Friday, March 13, 2009

Exquisite Corpse, by Poppy Z. Brite

(pb; 1996)

From the back cover:

"To serial slayer Andew Compton, murder is an art, the most intimate art. After feigning his own death to escape from prison, Compton makes his way to the United States with the ambition of bringing his art to new heights. Tortured by his own perverse desires, drawn to possess and destroy young boys, Compton inadvertantly joins forces with Jay Byrne, a dissolute playboy who has pushed his art to limits even Compton hadn't previously imagined.

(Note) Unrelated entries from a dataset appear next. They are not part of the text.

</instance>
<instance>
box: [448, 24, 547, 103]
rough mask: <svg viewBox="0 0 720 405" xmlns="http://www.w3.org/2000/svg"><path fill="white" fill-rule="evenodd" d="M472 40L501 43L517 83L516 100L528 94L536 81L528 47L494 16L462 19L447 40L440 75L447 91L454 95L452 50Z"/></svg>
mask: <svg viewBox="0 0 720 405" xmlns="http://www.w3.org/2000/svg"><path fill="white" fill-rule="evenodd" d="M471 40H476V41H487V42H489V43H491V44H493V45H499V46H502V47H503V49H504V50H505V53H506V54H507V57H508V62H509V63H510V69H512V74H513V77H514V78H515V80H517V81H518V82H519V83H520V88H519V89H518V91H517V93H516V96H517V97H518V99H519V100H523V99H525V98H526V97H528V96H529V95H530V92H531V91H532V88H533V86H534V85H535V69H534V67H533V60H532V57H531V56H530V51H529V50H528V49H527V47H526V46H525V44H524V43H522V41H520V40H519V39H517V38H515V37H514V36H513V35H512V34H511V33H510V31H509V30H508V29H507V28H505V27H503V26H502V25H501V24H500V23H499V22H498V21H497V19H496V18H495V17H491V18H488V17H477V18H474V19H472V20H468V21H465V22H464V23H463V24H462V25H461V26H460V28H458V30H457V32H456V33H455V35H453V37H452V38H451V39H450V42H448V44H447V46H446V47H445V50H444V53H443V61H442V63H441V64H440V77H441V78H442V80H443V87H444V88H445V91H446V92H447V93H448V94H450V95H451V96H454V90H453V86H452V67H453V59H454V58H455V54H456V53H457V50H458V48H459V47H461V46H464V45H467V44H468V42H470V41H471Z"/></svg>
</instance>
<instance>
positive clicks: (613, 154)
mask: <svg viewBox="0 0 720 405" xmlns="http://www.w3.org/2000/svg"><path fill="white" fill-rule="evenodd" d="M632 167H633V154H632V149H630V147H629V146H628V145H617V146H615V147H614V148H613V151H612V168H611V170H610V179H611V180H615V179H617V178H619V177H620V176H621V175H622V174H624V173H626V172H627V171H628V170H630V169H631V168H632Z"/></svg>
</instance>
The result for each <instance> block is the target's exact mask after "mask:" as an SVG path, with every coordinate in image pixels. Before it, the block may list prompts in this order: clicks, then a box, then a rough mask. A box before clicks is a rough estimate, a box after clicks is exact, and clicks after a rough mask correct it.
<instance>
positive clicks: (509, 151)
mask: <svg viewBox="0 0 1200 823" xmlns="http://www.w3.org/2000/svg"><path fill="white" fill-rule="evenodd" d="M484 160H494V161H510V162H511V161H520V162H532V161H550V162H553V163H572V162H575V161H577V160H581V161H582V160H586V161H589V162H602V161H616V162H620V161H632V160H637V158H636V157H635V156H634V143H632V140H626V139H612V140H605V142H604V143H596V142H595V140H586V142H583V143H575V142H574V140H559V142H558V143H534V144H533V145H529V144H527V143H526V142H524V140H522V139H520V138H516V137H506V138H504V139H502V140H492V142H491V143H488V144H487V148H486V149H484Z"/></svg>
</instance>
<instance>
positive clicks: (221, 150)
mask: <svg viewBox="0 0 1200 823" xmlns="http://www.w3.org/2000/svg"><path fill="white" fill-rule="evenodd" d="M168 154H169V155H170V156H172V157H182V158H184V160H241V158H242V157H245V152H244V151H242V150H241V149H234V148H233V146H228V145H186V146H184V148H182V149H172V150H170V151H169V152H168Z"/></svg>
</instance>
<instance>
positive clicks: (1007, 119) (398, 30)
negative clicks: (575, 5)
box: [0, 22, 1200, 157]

Together, Compton and Byrne set their sights on an exquisite young Vietnamese-American runaway, Tran, whom they deem to be the perfect victim. . ."


Bleak, uncompromising and gory, this shocker isn't for readers who prefer "mainstream" horror.

Brite's homoerotic splatterfest is political, sexual and graphic in its descriptions of New Orleans debauchery, serial killer-style. The writing is edgy, of course (as is all Brite's horror writing) and concise, spiced with poetic bursts of savagery and sex. The characters are fully-realized and -fleshed, with the novel's twists consistently linked to the characters' personalities.

This is one of my all-time favorite horror novels, not only for the able, edgy writing, but for the, uh, guts it took to write this. If you're into true, heart-of-existential-darkness horror, read this; if not, don't.